Ma quale stupore: concordo su un obiettivo di trasformazione della società e sulla necessità di un cambiamento della Cgil, e quindi sottoscrivo un documento. È una questione politica, non antropologica.
Qual'è il minimo comune denominatore tra la categoria che tu rappresenti, i bancari, e quella dei metalmeccanici, o dei dipendenti pubblici?
Come si esce dalla crisi, e con quale modello economico, come si arresta oggi l'emorragia di posti di lavoro, come si valorizza il lavoro e lo si riporta al centro della società... Questo ci tiene insieme. Il settore del credito non è immune dalla crisi economica: le banche non rinnovano i contratti a termine, fanno pressione sui dipendenti affinchè vendano i prodotti finanziari che loro propongono, mentre i ritmi di lavoro si fanno sempre più pressanti.
C'è chi è convinto che in una fase come questa meglio sarebbe stato restare «uniti». Cosa ne pensi?
Un'unità formale è fittizia. Tanto più per un'organizzazione come la Cgil, che ha una sua dialettica interna e anche la possibilità di trovare delle sintesi: laddove non si trovano, si affida al congresso la risposta. Il fatto che oggi ci siano due idee sul ruolo che deve avere la Cgil, due idee su come affrontare i rapporti con Cisl e Uil, due idee su come valorizzare il lavoro, mi sembra una ricchezza e un valore per tutti. La mia adesione nasce da un atto di autentico amore verso la Cgil, perchè torni ad essere un soggetto di cambiamento e si faccia promotrice di un'idea di futuro per i giovani. Questo è mancato in questi anni: una visione del mondo, e di conseguenza una strategia.
Due sono i nodi sostanziali al centro del congresso: quello della democrazia e quindi dei rapporti con Cisl e Uil, e quello della contrattazione, dopo l'accordo separato. La Fisac Cgil cosa ne pensa?

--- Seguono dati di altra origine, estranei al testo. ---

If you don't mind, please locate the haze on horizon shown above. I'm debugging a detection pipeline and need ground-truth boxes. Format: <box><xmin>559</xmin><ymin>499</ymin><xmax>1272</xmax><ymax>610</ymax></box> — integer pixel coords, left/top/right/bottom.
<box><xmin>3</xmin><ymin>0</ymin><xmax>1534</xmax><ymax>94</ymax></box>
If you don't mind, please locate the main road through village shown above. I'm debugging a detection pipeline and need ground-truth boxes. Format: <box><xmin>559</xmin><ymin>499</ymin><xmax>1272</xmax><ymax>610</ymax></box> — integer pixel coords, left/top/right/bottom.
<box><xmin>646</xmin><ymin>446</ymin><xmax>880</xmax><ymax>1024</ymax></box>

La democrazia, sia in entrata che in uscita, è irrinunciabile e sta alla base della possibilità di costruire rapporti unitari con Cisl e Uil. Altrimenti ci si trova con il contratto dei metalmeccanici, firmato da due sigle che rappresentano la minoranza dei lavoratori, senza che ai lavoratori stessi sia data la possibilità di esprimersi. Quanto al modello contrattuale, a quello tutto il direttivo Cgil ha detto «no», no a un modello che non consente recupero salariale, abbassa le tutele e precarizza ulteriormente, con le deroghe, il lavoro.
Sulla precarietà: cosa pensi del contratto unico?
Non mi appassiona, ma per risollevare il problema di centinaia di migliaia di giovani si può vedere come fare. Preferisco comunque il salario sociale, il reddito di cittadinanza.